Canan Karatay açıklamalarında sık sık soğanın doğal antibiyotik özelliğine vurgu yapmış ve soğanın prebiyotik olduğunu, yani vücudumuzdaki dost bakterilerin büyümesini desteklediğini ifade etmiştir. Kuru soğan aynı zamanda doğal karbonhidrat ve E vitamini kaynağıdır. Ayrıca soğan toprakta yetiştiği için mineraller açısından da son derece zengindir. Karatay, soğanı çiğ tüketmenin genellikle daha sağlıklı olduğunu öne sürüyor. Soğan kavrulduğunda değerli vitaminlerini kaybettiğini ve özellikle yağda pişirildiğinde vücudumuza önemli zararlar verebileceğini ifade eden Karatay, soğanın yağda kavrulmasını kesinlikle tavsiye etmiyor ve çiğ olarak tüketilmesinin faydalarını vurguluyor. Şimdi, Canan Karatay'ın en sevdiği yiyecek olan soğanın faydalarına bakalım.
CİLDE FAYDALI
Soğan tüketimi, kolajen üretimi, hücre yenilenmesi ve demir emilimi de dahil olmak üzere sayısız faydası nedeniyle bir kadının diyetinin önemli bir bileşeni olmalıdır. Domates, salatalık, biber, maydanoz, nane ve soğandan oluşan keyifli bir salata ile cildinizin sağlığını ve görünümünü iyileştirirken kilonuzu da etkili bir şekilde yönetebilirsiniz.
Soğan, bol miktarda antioksidan kaynağıdır. Bu antioksidanlar, vücudu serbest radikallerin zararlı etkilerine karşı korumada çok önemli bir rol oynar ve böylece kronik hastalık riskini azaltır.
KANSERE KARŞI ETKİLİ
Soğan, kanserle doğal olarak mücadele eden antioksidanlara sahiptir. Çok sayıda bilimsel çalışma, soğan tüketmenin belirli kanser türlerinin riskini etkili bir şekilde azaltabileceğini göstermiştir. Ayrıca, zararlı kolesterol seviyelerini düşürerek kalp hastalığı olasılığını azaltma potansiyeline sahiptirler.

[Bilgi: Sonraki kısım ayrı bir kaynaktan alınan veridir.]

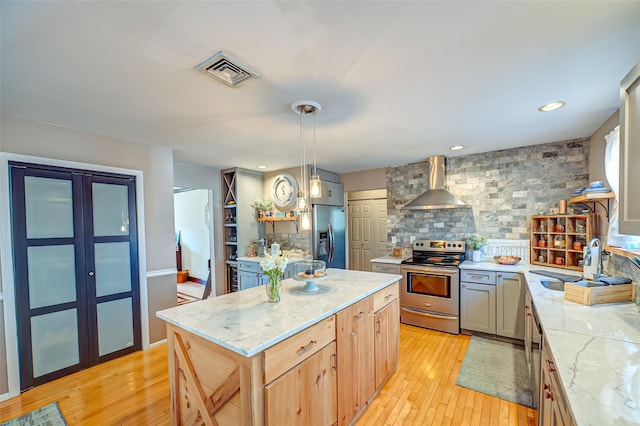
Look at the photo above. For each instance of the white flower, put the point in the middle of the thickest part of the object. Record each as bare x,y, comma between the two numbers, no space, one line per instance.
273,265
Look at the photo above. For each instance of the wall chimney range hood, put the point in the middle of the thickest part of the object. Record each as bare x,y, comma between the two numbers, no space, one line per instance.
436,197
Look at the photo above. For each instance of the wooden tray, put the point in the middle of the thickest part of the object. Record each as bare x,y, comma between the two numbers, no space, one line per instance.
597,295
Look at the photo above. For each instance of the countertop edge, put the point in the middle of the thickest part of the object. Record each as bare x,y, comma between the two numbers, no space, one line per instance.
577,337
391,279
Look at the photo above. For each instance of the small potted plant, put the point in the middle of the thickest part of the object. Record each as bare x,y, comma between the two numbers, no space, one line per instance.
262,205
476,242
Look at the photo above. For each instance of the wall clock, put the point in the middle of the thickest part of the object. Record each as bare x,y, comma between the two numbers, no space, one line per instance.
284,191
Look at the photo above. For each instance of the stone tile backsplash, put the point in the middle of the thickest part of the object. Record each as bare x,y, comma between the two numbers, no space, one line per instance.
502,189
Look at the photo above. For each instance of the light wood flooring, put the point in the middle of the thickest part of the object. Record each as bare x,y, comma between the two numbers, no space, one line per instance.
134,390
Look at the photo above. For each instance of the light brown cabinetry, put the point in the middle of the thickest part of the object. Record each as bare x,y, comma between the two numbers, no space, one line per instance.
355,345
553,238
306,394
553,407
629,196
325,374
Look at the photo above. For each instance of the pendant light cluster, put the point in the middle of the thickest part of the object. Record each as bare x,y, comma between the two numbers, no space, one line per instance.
305,109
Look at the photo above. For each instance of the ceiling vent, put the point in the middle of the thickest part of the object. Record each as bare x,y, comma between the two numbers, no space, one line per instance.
227,69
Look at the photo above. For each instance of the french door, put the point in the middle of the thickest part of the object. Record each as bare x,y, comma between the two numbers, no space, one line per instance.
76,269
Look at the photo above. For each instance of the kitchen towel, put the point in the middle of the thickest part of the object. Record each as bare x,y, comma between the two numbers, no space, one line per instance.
615,280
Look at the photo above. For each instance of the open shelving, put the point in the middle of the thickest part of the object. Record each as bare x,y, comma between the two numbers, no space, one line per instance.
553,238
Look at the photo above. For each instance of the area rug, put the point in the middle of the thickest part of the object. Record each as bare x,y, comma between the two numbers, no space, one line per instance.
499,369
49,415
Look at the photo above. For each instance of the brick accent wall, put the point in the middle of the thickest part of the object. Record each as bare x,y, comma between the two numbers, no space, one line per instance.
502,189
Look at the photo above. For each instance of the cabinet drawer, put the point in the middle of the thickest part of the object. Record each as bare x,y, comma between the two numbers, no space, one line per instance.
385,268
385,296
482,277
249,266
289,353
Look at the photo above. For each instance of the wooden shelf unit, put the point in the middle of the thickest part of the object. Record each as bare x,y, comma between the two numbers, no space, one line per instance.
591,199
576,227
239,187
273,221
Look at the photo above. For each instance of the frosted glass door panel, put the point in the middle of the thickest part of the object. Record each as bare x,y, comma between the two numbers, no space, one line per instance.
110,210
115,326
54,339
49,207
113,268
52,275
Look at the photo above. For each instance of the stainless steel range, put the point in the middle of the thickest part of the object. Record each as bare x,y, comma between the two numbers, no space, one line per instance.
430,295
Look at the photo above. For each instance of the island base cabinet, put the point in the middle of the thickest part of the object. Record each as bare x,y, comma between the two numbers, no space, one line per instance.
230,393
387,342
356,375
553,406
306,394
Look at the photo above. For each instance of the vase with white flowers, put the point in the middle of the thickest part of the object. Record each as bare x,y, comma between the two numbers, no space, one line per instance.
476,242
273,266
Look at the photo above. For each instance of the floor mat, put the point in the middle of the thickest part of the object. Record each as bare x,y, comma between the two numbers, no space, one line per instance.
497,368
49,415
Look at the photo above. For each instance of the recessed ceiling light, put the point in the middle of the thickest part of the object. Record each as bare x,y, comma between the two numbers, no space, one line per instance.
551,106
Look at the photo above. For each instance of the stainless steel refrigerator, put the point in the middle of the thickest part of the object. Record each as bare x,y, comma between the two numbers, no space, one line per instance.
328,235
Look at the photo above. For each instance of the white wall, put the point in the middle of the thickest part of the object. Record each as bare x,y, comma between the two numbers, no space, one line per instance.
195,176
193,224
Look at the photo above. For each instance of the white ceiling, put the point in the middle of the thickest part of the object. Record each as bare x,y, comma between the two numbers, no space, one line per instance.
398,81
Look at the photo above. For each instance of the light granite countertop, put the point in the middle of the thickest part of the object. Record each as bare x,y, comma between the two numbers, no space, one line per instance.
596,349
247,324
389,259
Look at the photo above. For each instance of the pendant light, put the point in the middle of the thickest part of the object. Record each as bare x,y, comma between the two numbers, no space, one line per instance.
303,109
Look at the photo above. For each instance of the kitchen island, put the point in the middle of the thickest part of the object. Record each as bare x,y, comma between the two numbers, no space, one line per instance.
313,358
596,349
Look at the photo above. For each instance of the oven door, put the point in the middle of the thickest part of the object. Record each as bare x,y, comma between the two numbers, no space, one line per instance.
431,289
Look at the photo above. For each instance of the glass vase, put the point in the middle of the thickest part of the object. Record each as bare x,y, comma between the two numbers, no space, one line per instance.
274,290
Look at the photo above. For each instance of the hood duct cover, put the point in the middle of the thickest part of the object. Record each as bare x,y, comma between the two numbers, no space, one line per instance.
436,197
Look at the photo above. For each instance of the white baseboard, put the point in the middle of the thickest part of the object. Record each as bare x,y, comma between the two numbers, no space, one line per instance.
158,343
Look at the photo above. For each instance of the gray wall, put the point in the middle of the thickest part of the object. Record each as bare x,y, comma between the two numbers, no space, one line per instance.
502,189
27,137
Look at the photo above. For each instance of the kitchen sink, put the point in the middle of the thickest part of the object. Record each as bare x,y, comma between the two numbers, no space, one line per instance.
553,284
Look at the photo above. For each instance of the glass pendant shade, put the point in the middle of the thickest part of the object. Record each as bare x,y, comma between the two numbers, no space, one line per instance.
302,202
315,187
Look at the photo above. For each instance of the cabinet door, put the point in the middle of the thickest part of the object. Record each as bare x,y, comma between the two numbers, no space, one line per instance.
510,305
385,268
528,327
306,394
478,307
247,280
386,341
629,196
356,371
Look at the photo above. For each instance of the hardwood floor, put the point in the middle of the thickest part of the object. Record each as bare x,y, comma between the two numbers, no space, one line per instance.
134,390
423,391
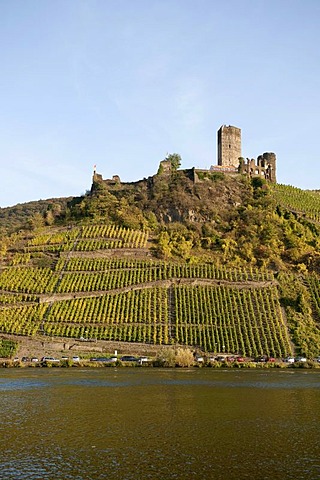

Bunun yanında, soğan şeker seviyelerinin düzenlenmesinde çok önemli bir rol oynar. Soğanda bulunan bileşikler insülin duyarlılığını artırır ve böylece tip 2 diyabet gelişme riskini azaltır. Bu temel besin maddesi sadece bağışıklık sistemini güçlendirmekle kalmaz, aynı zamanda hücrelerimizi serbest radikaller adı verilen zararlı moleküllerin neden olduğu hasara karşı da korur.